UK paperback

Who does not come away

Un-un-un-un-unspeak

As an alert commenter on guardian.co.uk points out, my review today of Philip Ball’s The Music Instinct perpetrates an obstupefactuous error by failing to count multiple negatives. I wrote:

It will be the rare music-lover who does not come away without having learned many interesting things […]

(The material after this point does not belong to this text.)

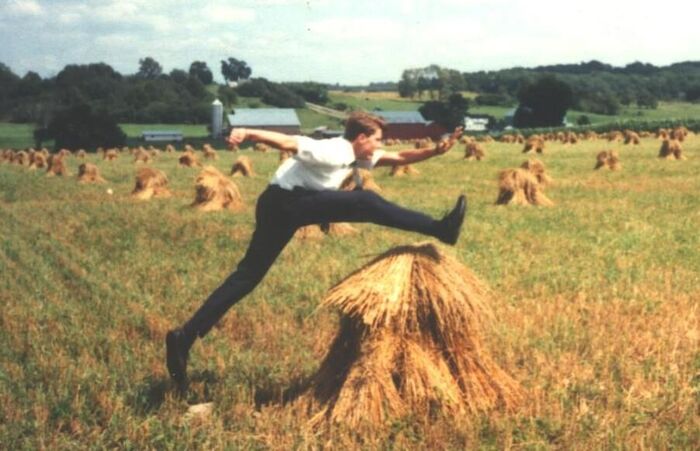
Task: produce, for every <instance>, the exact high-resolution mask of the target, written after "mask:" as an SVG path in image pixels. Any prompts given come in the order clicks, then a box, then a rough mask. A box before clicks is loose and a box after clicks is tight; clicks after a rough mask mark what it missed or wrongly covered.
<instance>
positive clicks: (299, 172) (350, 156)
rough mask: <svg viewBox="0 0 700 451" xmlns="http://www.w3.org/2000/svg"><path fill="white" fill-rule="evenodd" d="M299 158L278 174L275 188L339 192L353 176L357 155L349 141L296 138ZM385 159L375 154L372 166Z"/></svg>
mask: <svg viewBox="0 0 700 451" xmlns="http://www.w3.org/2000/svg"><path fill="white" fill-rule="evenodd" d="M295 138H296V140H297V154H296V155H294V156H293V157H292V158H288V159H287V160H286V161H285V162H284V163H282V165H281V166H280V167H279V168H278V169H277V172H275V175H274V177H272V180H271V181H270V183H271V184H273V185H279V186H280V187H281V188H284V189H287V190H292V189H294V188H295V187H300V188H304V189H308V190H314V191H320V190H335V189H338V188H340V184H341V183H342V182H343V180H345V178H346V177H347V176H348V175H350V174H351V173H352V166H351V165H352V164H353V163H354V162H355V152H354V151H353V150H352V144H351V143H350V141H348V140H346V139H345V138H342V137H339V138H330V139H321V140H317V139H312V138H309V137H306V136H295ZM382 155H384V151H383V150H375V151H374V154H373V155H372V161H371V166H370V167H374V166H375V165H376V164H377V162H378V161H379V159H380V158H381V157H382Z"/></svg>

This is considerably more critical than I had intended, since it actually means that hardly anyone will learn anything from the book? Instead, I ought to have written either a) “It will be the rare music-lover who does not come away having learned…”; or (perhaps better) b) “It will be the rare music-lover who comes away without having learned…”. The strange thing is that the sentence as it stands is possibly still more likely than not to evoke the intended meaning in a reader’s mind, even though it says the opposite. When too many negations start getting piled up in a sentence, do we suffer from a form of negative blindness?

5 comments
  1. 1  KB Player  February 14, 2010, 12:33 am 

    You’re right in saying that people would read what you wrote as conveying your intended meaning. People don’t read negatives logically, with minus cancelling minus. X will say, “I haven’t got nothing,” a smarter person will say, “Then you must have something, if you haven’t got nothing,” but everyone knows what X means.

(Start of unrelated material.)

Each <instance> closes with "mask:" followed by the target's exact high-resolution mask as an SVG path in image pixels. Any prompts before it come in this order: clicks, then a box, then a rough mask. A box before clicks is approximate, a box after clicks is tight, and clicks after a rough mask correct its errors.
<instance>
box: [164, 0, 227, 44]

    In medieval English the negatives were “intensifiers” so you’d get something like “none nowhere” or “not nobody” (can’t remember the exact wording) and the whole sense was negative though if you counted the negatives cancelling each other out they wouldn’t actually add up to a negative (or they would add up to a positive).

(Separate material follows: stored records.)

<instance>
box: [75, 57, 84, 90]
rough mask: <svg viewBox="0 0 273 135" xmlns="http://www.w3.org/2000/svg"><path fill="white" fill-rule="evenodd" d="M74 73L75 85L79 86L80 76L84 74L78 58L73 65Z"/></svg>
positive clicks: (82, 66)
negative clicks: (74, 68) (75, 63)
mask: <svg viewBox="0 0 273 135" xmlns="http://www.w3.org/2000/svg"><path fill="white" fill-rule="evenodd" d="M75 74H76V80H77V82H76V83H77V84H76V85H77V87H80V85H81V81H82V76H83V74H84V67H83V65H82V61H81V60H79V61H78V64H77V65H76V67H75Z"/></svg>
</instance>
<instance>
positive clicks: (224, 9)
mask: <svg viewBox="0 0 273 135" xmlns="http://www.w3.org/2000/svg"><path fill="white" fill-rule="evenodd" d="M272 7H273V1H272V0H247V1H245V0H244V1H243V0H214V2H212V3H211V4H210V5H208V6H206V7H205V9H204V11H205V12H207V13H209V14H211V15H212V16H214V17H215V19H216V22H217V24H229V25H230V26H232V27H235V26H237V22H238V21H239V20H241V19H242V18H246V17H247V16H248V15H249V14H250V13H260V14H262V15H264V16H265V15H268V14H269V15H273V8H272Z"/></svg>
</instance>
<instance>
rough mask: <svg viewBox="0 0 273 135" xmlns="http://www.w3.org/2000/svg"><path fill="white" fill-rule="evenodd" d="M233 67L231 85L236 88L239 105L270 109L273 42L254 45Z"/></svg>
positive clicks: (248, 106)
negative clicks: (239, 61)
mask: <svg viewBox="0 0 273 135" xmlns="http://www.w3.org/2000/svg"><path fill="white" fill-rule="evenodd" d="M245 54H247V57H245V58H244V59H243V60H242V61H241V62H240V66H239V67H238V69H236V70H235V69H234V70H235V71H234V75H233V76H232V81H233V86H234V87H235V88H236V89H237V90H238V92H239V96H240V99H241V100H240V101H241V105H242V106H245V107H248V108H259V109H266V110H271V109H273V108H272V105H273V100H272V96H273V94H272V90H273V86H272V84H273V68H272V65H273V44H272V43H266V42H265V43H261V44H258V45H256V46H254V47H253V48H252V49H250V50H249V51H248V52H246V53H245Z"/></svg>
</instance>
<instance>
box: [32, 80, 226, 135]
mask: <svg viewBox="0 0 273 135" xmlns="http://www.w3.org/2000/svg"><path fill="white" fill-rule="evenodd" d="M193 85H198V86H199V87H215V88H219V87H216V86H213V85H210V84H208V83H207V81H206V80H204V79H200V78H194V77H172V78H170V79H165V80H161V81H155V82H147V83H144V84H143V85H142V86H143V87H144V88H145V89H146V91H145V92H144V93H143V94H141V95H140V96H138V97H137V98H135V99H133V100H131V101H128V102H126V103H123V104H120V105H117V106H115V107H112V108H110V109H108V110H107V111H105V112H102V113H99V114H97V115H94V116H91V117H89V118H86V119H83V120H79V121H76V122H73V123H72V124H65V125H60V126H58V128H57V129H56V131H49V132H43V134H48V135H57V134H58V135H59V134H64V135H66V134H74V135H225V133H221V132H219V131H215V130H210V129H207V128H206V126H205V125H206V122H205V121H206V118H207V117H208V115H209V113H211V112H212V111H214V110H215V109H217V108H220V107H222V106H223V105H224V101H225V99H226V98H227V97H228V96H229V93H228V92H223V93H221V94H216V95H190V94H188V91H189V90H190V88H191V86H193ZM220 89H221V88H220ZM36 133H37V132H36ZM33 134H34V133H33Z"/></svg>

    Few writers are unable to handle a string of negatives or semi-negatives (like “rare” or “few” or “hardly)” without stumbling.

  2. 2  Vance Maverick  February 14, 2010, 12:34 am 

    Frankly, I could care less.

  3. 3  Vance Maverick  February 14, 2010, 12:35 am 

    Also, KB, I see what you did there.

  4. 4  Steven  February 14, 2010, 9:43 am 

    So do I!

    I think The temptation of overnegation describes what went on here.

  5. 5  Dave Weeden  February 15, 2010, 11:07 am 

    In medieval English the negatives and in classical Greek too. I knew that bit or erudition would come in useful one day.

    I suspect, but cannot prove, that not not x = x (rather than not x = -x; not not x = -2x) came into language along with common numeracy and familiarity with multiplying negative numbers. Though the Greeks had -ve numbers, so hey ho.